Patient Characteristics.
Abbreviations: F, female; H&Y stage, Hoehn and Yahr stage; HADS, Hospital Anxiety (A) and Depression (D) Subscale; LED,
Experimental Procedure and Tasks
All test sessions were performed while patients were in the stable “on” phase of the medication cycle—that is, approximately 1 hour after medication intake. Before performing the writing tests, patients completed a clinical test-battery, including the (1) H&Y Scale, (2) MDS-UPDRS-III, 27 (3) NFOG-Q, 29 (4) MMSE, (5) Purdue Pegboard Test, 30 (6) Manual Ability Measure (MAM-16), 31 and (7) Hospital Anxiety and Depression Scale. 32 Per patient, laterality scores were calculated by making a summed score of the unilateral items of the MDS-UPDRS-III. In addition, a summed score of the upper-extremity part of MDS-UPDRS-III items 3.3, 3.4, 3.5, and 3.6 was determined to specifically assess upper-limb motor severity and of the lower-extremity part of items 3.3, 3.7, and 3.8 to assess motor severity of the lower limbs. Next, the 4 writing tests on a custom-made tablet and the Systematic Screening of Handwriting Difficulties (SOS) test 33 were offered in random order. During the SOS test, a standard text is copied on paper during 5 minutes while writing with a regular pen at normal speed. The other tests were performed on a writing tablet with a sampling frequency of 200 Hz and spatial resolution of 32.5 µm. 34 Tests were performed in a quiet room while sitting at a table on a height-adjustable chair. The tasks consisted of writing repetitive cursive loops of either continuously large- (1 cm) or small-sized (0.6 cm) letters—that is, “l” or “e”—or by alternating between both sizes—that is, letters “el” or “le.” The requested amplitude was indicated by colored target zones with a width of 2 mm. Participants were asked to make loops at comfortable speed for 27 s or until the end of the 13-cm reference line was reached. After providing 1 practice trial on paper and 1 on the tablet, the tasks were offered in 3 series, with 6-s breaks between trials. Each trial was preceded by a figure instructing the participant on the upcoming task and initiated with a starting tone.
Movement Analysis
Kinematic data of the writing tablet were filtered at 7 Hz using a fourth-order Butterworth filter and analyzed with custom-written Matlab R2011b software (Mathworks). 34 Data were visually checked for artifacts before kinematic analyses. Movement amplitude (percentage of target size) and velocity (cm/s) were determined by calculating the spatial and temporal differences between the local minima and maxima of each stroke for each size separately. Also, the coefficient of variation of the within-patient writing amplitude (COVampl)—that is, the ratio of SD to the mean expressed as percentage—was computed.
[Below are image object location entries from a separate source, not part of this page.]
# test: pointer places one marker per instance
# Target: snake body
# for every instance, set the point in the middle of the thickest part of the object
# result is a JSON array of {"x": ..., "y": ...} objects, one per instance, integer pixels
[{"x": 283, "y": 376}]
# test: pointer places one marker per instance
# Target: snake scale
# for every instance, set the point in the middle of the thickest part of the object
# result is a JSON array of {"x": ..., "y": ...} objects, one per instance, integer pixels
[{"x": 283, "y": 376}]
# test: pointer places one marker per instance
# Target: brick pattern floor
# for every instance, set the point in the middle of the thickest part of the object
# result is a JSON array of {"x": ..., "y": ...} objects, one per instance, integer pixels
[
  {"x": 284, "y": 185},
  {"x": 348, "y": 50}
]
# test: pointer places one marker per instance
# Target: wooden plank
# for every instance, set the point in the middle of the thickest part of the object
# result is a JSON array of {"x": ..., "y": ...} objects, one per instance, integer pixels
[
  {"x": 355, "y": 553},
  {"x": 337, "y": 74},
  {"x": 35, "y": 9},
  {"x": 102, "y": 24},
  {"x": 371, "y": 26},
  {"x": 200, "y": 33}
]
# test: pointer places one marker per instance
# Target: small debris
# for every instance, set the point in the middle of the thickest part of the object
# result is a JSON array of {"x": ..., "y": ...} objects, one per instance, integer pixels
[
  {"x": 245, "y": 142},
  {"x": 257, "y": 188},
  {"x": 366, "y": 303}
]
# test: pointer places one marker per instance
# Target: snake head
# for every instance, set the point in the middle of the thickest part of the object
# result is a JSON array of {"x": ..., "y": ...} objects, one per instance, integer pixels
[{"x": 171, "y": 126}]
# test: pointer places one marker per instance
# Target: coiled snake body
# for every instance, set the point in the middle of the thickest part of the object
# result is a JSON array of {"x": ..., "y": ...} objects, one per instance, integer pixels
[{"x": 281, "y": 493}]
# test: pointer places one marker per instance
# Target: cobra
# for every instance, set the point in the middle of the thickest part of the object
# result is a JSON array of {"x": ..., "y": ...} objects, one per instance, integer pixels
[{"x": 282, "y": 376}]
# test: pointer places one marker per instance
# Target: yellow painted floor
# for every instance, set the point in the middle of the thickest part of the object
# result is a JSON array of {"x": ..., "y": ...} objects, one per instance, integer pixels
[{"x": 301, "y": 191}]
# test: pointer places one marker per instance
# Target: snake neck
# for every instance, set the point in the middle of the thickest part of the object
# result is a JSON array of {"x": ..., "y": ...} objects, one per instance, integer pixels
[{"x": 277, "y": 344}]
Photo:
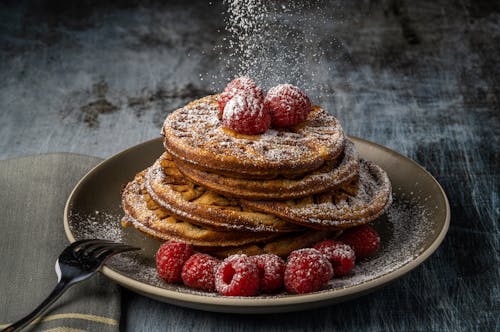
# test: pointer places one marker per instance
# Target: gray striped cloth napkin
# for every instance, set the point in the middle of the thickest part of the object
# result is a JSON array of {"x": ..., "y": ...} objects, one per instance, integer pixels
[{"x": 33, "y": 192}]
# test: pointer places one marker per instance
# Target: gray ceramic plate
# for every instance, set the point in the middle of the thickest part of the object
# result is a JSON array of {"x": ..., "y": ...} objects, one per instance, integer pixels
[{"x": 410, "y": 232}]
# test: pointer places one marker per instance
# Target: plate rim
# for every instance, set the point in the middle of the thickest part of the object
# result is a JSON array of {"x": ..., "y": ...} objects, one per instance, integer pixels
[{"x": 262, "y": 304}]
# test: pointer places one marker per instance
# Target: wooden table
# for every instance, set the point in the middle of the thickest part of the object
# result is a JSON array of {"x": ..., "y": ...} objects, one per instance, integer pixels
[{"x": 422, "y": 78}]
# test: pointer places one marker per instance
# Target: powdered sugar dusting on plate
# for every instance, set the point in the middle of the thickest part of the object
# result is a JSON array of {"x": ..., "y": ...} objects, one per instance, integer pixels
[{"x": 405, "y": 231}]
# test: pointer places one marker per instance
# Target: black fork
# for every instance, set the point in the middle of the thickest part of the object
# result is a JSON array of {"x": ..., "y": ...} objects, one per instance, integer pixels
[{"x": 78, "y": 262}]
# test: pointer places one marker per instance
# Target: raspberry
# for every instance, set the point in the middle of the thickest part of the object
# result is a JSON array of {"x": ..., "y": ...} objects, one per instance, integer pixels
[
  {"x": 271, "y": 270},
  {"x": 199, "y": 272},
  {"x": 339, "y": 254},
  {"x": 307, "y": 270},
  {"x": 170, "y": 258},
  {"x": 237, "y": 275},
  {"x": 363, "y": 239},
  {"x": 239, "y": 85},
  {"x": 245, "y": 114},
  {"x": 287, "y": 104}
]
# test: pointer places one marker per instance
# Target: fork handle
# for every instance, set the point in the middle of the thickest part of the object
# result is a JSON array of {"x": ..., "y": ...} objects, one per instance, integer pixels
[{"x": 60, "y": 288}]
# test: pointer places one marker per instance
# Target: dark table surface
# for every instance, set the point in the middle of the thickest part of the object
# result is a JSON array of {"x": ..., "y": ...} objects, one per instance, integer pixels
[{"x": 420, "y": 77}]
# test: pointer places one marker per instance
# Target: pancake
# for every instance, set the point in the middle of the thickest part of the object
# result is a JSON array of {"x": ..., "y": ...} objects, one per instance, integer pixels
[
  {"x": 193, "y": 203},
  {"x": 358, "y": 203},
  {"x": 331, "y": 174},
  {"x": 195, "y": 135},
  {"x": 150, "y": 218},
  {"x": 281, "y": 246}
]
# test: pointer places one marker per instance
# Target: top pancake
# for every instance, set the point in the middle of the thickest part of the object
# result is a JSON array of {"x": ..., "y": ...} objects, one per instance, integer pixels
[
  {"x": 332, "y": 174},
  {"x": 195, "y": 135}
]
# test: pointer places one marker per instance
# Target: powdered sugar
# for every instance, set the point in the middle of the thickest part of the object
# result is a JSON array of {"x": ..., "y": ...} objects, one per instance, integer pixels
[
  {"x": 405, "y": 231},
  {"x": 197, "y": 133},
  {"x": 277, "y": 41}
]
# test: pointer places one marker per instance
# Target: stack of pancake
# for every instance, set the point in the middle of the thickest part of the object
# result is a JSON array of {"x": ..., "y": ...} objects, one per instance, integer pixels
[{"x": 229, "y": 193}]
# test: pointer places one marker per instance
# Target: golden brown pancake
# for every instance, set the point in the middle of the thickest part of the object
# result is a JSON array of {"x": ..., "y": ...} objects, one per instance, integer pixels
[
  {"x": 338, "y": 209},
  {"x": 193, "y": 203},
  {"x": 281, "y": 246},
  {"x": 195, "y": 135},
  {"x": 330, "y": 175},
  {"x": 150, "y": 218}
]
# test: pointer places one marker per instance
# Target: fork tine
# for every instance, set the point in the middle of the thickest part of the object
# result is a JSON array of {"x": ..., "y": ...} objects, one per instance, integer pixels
[
  {"x": 83, "y": 244},
  {"x": 109, "y": 251}
]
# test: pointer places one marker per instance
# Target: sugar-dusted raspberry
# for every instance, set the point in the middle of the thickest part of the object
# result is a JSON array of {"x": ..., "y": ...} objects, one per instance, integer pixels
[
  {"x": 339, "y": 254},
  {"x": 307, "y": 270},
  {"x": 170, "y": 258},
  {"x": 271, "y": 271},
  {"x": 237, "y": 275},
  {"x": 244, "y": 85},
  {"x": 363, "y": 239},
  {"x": 287, "y": 104},
  {"x": 246, "y": 114},
  {"x": 199, "y": 272}
]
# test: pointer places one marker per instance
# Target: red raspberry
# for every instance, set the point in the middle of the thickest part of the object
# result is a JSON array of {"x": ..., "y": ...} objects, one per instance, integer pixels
[
  {"x": 199, "y": 272},
  {"x": 170, "y": 258},
  {"x": 245, "y": 114},
  {"x": 239, "y": 85},
  {"x": 339, "y": 254},
  {"x": 287, "y": 104},
  {"x": 363, "y": 239},
  {"x": 307, "y": 270},
  {"x": 271, "y": 271},
  {"x": 237, "y": 275}
]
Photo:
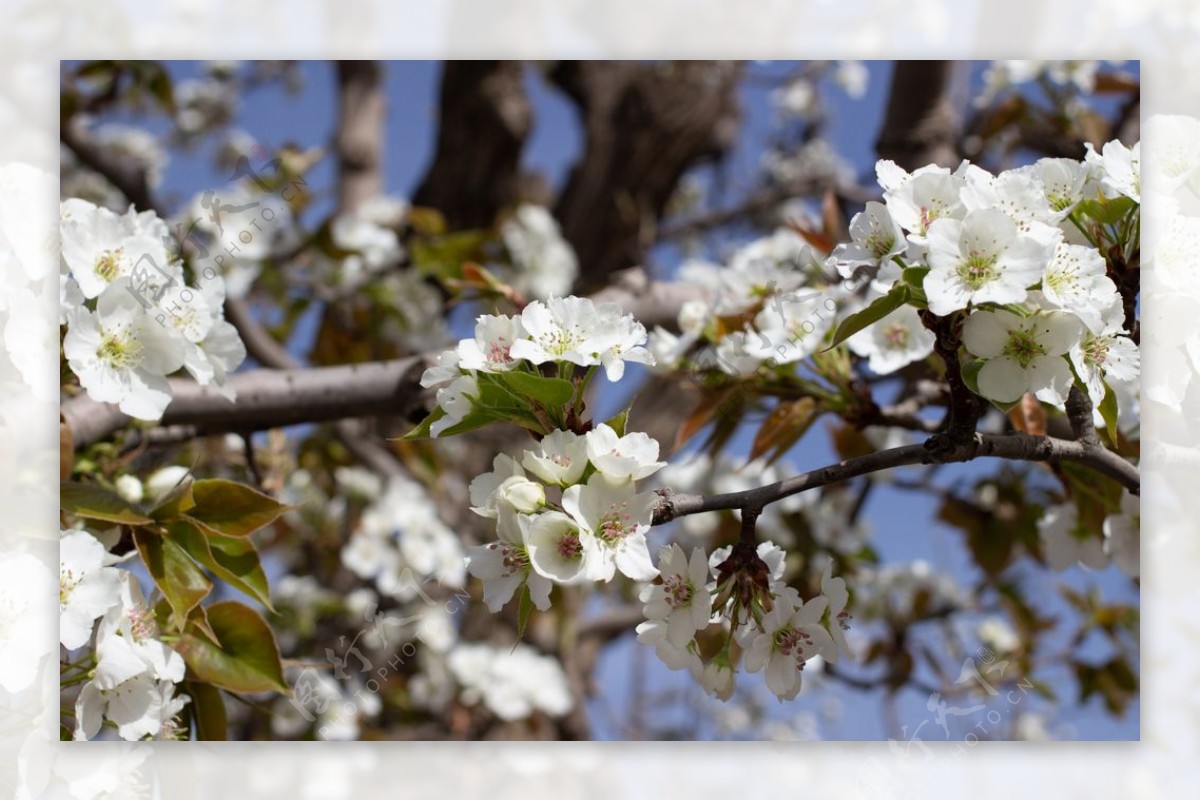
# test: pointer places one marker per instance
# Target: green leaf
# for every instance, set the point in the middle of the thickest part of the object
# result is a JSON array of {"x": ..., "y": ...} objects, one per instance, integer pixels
[
  {"x": 246, "y": 661},
  {"x": 1109, "y": 411},
  {"x": 916, "y": 277},
  {"x": 443, "y": 256},
  {"x": 423, "y": 429},
  {"x": 232, "y": 559},
  {"x": 786, "y": 423},
  {"x": 208, "y": 711},
  {"x": 879, "y": 309},
  {"x": 174, "y": 504},
  {"x": 1108, "y": 211},
  {"x": 232, "y": 509},
  {"x": 618, "y": 422},
  {"x": 180, "y": 580},
  {"x": 95, "y": 503},
  {"x": 550, "y": 392},
  {"x": 971, "y": 374},
  {"x": 525, "y": 608}
]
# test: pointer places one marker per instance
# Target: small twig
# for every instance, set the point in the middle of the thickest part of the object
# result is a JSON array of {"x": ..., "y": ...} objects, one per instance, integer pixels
[{"x": 1020, "y": 447}]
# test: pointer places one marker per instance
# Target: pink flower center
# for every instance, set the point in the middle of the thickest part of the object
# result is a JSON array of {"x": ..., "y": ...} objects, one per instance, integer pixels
[
  {"x": 678, "y": 591},
  {"x": 569, "y": 546}
]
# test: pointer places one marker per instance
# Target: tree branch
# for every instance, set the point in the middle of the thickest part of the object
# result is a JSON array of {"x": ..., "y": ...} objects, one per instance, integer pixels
[
  {"x": 645, "y": 126},
  {"x": 485, "y": 119},
  {"x": 130, "y": 179},
  {"x": 269, "y": 398},
  {"x": 923, "y": 124},
  {"x": 359, "y": 138},
  {"x": 1021, "y": 447}
]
Data of the SOS test were assessed by a researcher blinded to group allocation, according to standardized criteria. 33 Subitems consisted of (1) fluency of letter formation, (2) fluency in connections between letters, (3) regularity of letter height, (4) space between words, and (5) straightness of the sentences. The scores of the subitems were combined to obtain a total score, with higher scores reflecting a lower writing quality. In addition, mean writing size (mm) and overall writing speed (number of letters/5 min) were measured.
Statistical Analysis
Data were analyzed using STATISTICA (Statistical Analysis Software, version 10). Normality and equality of variance were checked for all variables. If all assumptions for parametric testing were met, differences in writing amplitude, COVampl and writing velocity between PD+FOG and PD−FOG were assessed by means of an analysis of covariance (ANCOVA), with group (PD+FOG and PD−FOG) as a between-subjects factor. The MDS-UPDRS-III upper-limb score was included as a continuous predictor because this differed between groups. For the data of the writing tablet, task (continuous size, alternating size) and size (small, large) were added as within-subject factors. Because MDS-UPDRS scores were irrelevant for healthy CTs, the CT group was not included in this analysis. To investigate differences between patients and healthy CTs, an additional ANCOVA was performed with group (PD+FOG, PD−FOG, CTs) as a between-subjects factor and, for the data of the writing tablet tasks, task (continuous size, alternating size) and size (small, large) as within-subject factors. To control for the significant difference in gender between healthy CTs and PD+FOG, gender was added as a covariate. Tukey HSD (honest significant difference) post hoc tests were used in case of significant differences in both analyses. The partial η2 statistic (η2p) was reported to estimate the actual proportion of variation of the dependent variables attributable to each independent factor. Data that did not meet the assumptions of normality and homoscedasticity were analyzed by means of Kruskal-Wallis nonparametric tests, followed by Mann-Whitney U tests for between-group comparisons, with Bonferroni correction for multiple comparisons. Partial correlations were calculated to determine the relationship between the handwriting parameters, and clinical scales and scores on the NFOG-Q while controlling for the effect of MDS-UPDRS-III upper-limb score. For all analyses, α was set at .05.
Results
Subgroup matching revealed no significant differences in age, disease duration, H&Y score and
Test Scores, per Variable, per Group. a
Abbreviations: COVampl, coefficient of variation of writing amplitude; CT, control; FOG, freezing of gait; MAM-16, Manual Ability Measure; PD, Parkinson’s disease.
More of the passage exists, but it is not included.